Juana la Larga es dichosísima al ver la felicidad de su hija y de su yerno; adora a sus nietecillos, los consiente, los mima y les ríe todas las gracias, hasta las más pesadas y olorosas.
Para que se críen robustos, después que los ha amamantado Juanita, Juana los desteta con chorizos, longaniza y asadura de cerdo.
Su actividad culinaria no decae, a pesar de su edad. Sigue haciendo la matanza, la carne de membrillo, el arrope y las frutas de sartén en las casas más principales. Ha importado nuevos guisos en la cocina local y hasta inventado dos o tres, con sorpresa y general aplauso de los gastrónomos.
El padre Anselmo está achacosillo y muy viejo, pero alegre y sereno con la esperanza de su tránsito a mejor vida. Ya no le pesa, antes se regocija, de que Juanita no sea monja, porque la quiere mucho y se le cae la baba cuando la ve tan hermosa y cuando oye su dulce voz y sus discretas razones.
Doña Inés, no obstante, sigue siendo su preferida, por lo mística que es y por la mucha teología que sabe.
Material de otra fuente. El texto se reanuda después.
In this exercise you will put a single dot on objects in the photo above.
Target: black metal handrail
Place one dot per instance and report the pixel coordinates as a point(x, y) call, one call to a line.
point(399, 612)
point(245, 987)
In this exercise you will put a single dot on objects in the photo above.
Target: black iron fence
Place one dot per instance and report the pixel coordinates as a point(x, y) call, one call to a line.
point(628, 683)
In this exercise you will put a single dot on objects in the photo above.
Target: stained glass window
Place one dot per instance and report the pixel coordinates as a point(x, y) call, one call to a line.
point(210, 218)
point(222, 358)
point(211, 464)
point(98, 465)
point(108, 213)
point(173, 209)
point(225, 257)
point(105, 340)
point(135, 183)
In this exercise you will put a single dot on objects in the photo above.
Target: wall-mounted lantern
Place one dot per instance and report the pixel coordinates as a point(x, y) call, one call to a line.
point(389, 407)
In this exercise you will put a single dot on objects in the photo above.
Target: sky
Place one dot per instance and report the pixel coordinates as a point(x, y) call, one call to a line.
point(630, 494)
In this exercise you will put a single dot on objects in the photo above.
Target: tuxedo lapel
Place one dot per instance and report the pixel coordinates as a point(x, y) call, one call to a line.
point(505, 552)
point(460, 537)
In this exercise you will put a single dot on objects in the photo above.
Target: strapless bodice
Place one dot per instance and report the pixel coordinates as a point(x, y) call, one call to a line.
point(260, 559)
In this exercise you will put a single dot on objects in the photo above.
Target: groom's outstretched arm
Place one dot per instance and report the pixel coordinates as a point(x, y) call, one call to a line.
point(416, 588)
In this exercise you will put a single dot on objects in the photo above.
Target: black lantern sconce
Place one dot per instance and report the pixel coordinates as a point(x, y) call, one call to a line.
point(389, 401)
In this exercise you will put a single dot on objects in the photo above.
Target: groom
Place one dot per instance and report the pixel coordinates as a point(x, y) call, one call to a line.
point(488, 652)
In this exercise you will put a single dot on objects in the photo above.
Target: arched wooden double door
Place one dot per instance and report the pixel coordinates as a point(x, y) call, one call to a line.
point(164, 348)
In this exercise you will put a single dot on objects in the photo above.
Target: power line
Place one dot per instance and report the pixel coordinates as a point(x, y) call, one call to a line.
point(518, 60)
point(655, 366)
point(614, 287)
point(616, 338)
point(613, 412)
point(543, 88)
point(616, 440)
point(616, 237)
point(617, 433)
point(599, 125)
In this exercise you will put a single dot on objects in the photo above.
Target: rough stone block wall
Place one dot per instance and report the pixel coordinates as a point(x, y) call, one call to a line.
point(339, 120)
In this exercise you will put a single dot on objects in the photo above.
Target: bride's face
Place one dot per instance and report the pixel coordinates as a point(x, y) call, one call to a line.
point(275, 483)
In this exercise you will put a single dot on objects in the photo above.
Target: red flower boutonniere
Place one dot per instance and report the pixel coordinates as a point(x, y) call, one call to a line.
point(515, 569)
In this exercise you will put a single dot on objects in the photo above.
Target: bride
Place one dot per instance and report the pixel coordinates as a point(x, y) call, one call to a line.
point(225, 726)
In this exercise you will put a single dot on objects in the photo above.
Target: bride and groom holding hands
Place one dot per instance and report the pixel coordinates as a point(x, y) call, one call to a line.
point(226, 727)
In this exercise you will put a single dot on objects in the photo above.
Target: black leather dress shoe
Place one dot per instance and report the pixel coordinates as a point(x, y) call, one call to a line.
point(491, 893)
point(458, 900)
Por último, el diputado novel ha pedido y recibido con frecuencia las noticias que de Antoñuelo se tienen en el lugar. Allá en el Río de la Plata adonde el cacique le obligó a que emigrase, se dedicó al comercio y prosperó mucho. Aunque nunca quiso inscribirse en el Consulado, por ahorrarse tres o cuatro duros, acudió con frecuencia a la Legación pidiendo que España reclamase diplomáticamente en su favor contra mil agravios y danos que del Gobierno argentino había recibido, y que exigiese, con amenazas de bombardeo, que dicho Gobierno le diera una indemnización muy cuantiosa. Pero ni le indemnizaron de nada ni por amor suyo hubo bombardeo, y él adquirió tan mala reputación y crédito, que consideró prudente irse a Cuba. Ya en La Habana, como es mozo gentil y de rostro blanco y sonrosado, logró cautivar el sensible corazón de una rica heredera, muy subidita de color. Casado con ella, vivió con tanta pompa y decoro, dando comidas y saraos y paseando en quitrín, acompañado de su mujer, tan ricamente vestida que parecía la reina de Saba, que se empeñó, hipotecó los predios urbanos y rústicos y acabó por tener más deudas que pelos en la cabeza.
A lo que parece, a fin de consolarle y de remediarse, se ha hecho ahora partidario de la independencia de la Perla de las Antillas, y ya sueña con ser en Cuba libre un dictador como el doctor Francia en el Paraguay o como Rosas en Buenos Aires, o un emperador como Faustino I en Haití, aunque tenga que tiznarse con hollín; ya con más modestia, forma un plan que muchas personas creen desatino, aunque tal vez no lo sea. Espera que por filibustero y laborante le secuestren los bienes, porque entonces, según dice, se irá a Nueva York, se hará ciudadano de la gran República, y, nuevo Coriolano español, obligará a su ingrata patria a darle una indemnización _di primo cartello_. Aunque tenga que ceder a los Fabricios, Cincinatos y Catones de escalera abajo y de quinta clase, que acaso haya en las orillas del Potomac, las cuatro quintas partes de lo que se extraiga a la paciente y semiforzada longanimidad de España, siempre le quedará otra quinta parte, con la cual podrá vivir como un príncipe en una magnífica casa de la Quinta Avenida. Allí brillará su morena consorte, que habla ya el idioma de Shakespeare y de Milton, como la más ilustrada _talkative_ y _funny_ inglesita.
De la fecunda zona, que al sol enamorado circunscribe el vago curso, y cuanto ser se anima en cada vario clima, acariciada de su luz, concibe.